Madame, Messieurs, machen wir eine Pause.«
    Das Mittagessen brachte eine Idee von Entspannung in die Atmosphäre, danach war die Verhandlung zäh, aber das Klima war frei von Anschuldigungen. Gegen fünf Uhr waren wir so weit, dass wir eine für alle Parteien tragbare Lösung gefunden hatten, die den Gesichtsverlust – und den materiellen Verlust – in Grenzen hielt. Wir verabschiedeten uns vor dem Tagungshotel, und Monsieur Muller lotste mich mit charmanter Gewalt aus dem Kreis der übrigen Herren.

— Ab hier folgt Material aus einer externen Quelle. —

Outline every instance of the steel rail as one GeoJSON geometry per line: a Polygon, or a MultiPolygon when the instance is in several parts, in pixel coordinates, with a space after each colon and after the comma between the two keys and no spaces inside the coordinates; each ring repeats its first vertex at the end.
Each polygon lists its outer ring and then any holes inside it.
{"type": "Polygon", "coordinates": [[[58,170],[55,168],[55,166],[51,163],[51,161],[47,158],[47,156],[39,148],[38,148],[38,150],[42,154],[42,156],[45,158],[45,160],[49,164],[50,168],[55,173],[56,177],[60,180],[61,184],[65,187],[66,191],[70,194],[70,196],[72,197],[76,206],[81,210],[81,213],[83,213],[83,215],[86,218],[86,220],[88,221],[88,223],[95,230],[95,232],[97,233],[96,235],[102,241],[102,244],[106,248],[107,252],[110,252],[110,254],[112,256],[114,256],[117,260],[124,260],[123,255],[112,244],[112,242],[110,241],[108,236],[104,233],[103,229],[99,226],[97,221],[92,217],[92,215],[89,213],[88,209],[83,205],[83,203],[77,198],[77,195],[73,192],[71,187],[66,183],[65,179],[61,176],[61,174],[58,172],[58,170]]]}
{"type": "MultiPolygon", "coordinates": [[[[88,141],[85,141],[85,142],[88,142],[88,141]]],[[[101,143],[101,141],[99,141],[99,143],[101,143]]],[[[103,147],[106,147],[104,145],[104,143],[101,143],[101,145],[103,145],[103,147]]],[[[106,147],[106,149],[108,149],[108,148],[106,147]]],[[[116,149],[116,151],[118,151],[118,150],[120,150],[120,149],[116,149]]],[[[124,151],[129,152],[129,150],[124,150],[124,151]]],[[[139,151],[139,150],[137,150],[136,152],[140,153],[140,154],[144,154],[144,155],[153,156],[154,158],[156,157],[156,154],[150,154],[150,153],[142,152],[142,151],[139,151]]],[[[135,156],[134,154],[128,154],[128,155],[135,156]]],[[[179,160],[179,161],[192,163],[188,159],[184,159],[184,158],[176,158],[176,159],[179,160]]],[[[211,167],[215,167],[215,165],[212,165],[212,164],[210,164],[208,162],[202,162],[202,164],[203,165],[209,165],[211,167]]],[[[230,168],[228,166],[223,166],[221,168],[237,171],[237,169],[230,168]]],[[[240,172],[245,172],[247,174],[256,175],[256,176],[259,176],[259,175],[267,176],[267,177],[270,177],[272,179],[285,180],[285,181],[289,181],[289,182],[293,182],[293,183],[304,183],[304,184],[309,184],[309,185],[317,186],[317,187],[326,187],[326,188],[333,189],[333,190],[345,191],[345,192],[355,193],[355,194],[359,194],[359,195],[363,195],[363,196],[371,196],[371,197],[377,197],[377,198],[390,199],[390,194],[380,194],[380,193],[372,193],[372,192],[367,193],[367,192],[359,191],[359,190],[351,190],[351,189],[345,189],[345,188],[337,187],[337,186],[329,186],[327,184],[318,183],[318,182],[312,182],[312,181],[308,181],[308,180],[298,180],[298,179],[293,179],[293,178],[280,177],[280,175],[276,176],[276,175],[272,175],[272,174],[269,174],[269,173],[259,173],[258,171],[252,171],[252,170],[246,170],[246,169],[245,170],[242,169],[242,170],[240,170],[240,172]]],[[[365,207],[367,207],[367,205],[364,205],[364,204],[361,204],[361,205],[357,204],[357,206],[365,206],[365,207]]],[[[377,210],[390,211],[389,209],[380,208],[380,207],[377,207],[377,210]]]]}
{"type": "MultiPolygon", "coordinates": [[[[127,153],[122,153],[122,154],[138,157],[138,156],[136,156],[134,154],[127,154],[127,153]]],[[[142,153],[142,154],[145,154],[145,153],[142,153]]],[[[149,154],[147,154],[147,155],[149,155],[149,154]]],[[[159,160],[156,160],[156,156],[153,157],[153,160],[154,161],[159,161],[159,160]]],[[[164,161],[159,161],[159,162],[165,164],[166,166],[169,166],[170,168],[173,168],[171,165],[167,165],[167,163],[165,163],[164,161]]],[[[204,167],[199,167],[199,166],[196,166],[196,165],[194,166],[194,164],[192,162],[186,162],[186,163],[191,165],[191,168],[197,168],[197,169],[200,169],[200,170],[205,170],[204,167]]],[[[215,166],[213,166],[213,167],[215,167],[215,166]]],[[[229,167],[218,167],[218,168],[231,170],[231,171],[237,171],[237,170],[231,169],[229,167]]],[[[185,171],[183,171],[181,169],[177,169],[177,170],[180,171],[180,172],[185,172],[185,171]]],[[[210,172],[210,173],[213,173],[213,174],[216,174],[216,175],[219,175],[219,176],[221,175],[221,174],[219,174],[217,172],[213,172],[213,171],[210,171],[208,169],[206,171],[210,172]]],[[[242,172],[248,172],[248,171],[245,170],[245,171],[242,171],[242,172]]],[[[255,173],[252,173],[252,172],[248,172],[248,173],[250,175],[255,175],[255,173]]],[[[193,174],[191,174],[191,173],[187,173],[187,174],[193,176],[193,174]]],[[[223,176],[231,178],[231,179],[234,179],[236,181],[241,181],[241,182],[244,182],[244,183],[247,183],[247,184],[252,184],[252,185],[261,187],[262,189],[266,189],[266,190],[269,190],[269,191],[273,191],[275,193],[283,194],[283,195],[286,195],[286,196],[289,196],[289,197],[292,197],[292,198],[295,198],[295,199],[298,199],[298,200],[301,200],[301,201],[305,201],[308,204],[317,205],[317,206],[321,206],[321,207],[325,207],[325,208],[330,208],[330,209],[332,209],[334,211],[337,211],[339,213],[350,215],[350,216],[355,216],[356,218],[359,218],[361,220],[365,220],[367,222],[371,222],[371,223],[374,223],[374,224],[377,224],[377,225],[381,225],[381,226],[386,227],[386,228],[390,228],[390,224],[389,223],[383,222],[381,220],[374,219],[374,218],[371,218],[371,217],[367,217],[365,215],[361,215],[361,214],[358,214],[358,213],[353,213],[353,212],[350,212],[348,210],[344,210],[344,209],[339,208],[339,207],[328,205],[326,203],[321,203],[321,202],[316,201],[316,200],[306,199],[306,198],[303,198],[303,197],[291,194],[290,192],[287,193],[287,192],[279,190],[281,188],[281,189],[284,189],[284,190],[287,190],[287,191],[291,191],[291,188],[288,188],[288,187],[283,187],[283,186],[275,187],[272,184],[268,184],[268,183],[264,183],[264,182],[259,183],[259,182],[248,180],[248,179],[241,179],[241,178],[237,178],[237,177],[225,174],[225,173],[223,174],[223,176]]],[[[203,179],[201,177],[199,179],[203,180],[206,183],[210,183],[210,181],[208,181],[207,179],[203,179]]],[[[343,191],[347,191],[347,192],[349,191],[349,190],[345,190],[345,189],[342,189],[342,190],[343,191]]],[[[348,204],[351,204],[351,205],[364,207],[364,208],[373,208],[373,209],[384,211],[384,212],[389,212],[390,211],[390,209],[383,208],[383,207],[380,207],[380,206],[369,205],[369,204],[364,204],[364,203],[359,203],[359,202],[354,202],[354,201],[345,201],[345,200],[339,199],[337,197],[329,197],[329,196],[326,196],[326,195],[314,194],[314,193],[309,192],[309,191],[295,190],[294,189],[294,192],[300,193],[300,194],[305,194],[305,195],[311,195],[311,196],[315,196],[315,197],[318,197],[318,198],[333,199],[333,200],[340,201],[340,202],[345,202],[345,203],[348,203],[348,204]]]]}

    »Sie sind offensichtlich jemandem begegnet, der mich gut kennt, Madame?«, fragte er, und deutete auf seine Oberlippe.
    »Wir heiraten in ein paar Wochen.«
    Er hatte ein Lächeln, das nicht ohne Reiz war.
    »Ist Ihnen gelungen, was mir nicht gelungen ist? Haben Sie ihn gezähmt?«
    »Warum gezähmt?
Ich
komme auch so mit ihm zurecht.«
    Jetzt lachte er sogar schallend, reichte mir die Hand und meinte: »Meinen Glückwunsch, Madame. Übermitteln Sie Ihrem zukünftigen Gatten ebenfalls meine aufrichtig gemeinten Gratulationen. Er hat mit Ihnen bekommen, was er verdient hat.«

    »Was, im Namen aller Heiligen, haben Sie mit Muller gemacht, Frau Farmunt?«, fragte mich Dr. Koenig, als wir im Taxi saßen. »War das eine Art magischer Beschwörung?«
    »So könnte man es nennen. Aber eigentlich lag es nur an einem kleinen Informationsvorsprung, den ich Ihnen gegenüber hatte.«
    Léon, der vorne saß, drehte sich um.
    »
Chère
Lindis, verraten Sie uns, was es war?«
    »Oh, wie Sie gesehen haben, hat Muller eine kleine Narbe an der Oberlippe. Nun, ich kenne ihre Herkunft. Sehen Sie, Monsieur Muller war lange Zeit Offizier in der Légion. Er scheint ein ziemlicher Leuteschinder gewesen zu sein, und Robert hat, nachdem er die Légion verlassen hatte, noch einmal eine kleine Auseinandersetzung mit ihm gehabt. In deren Verlauf spielte Muller keine rühmliche Rolle, aber er trug eben diese Narbe davon. Robert meinte, es könne ganz nützlich sein, ihn an diese demütigende Erfahrung zu erinnern, wenn er allzu pampig würde.« Ich grinste versonnen. »Wenn ich daran denke, wie er mit Daniels umgesprungen ist, habe ich ein lebhaftes Bild von dem, was er als demütigend bezeichnet.«
    »Ja, aber, wie haben Sie ihn daran erinnert? Ich hörte Sie nichts sagen.«
    Ich machte es noch einmal. Es klappte auch bei beiden. Als sie beide den Finger an der Lippe hatten, lachte ich sie an.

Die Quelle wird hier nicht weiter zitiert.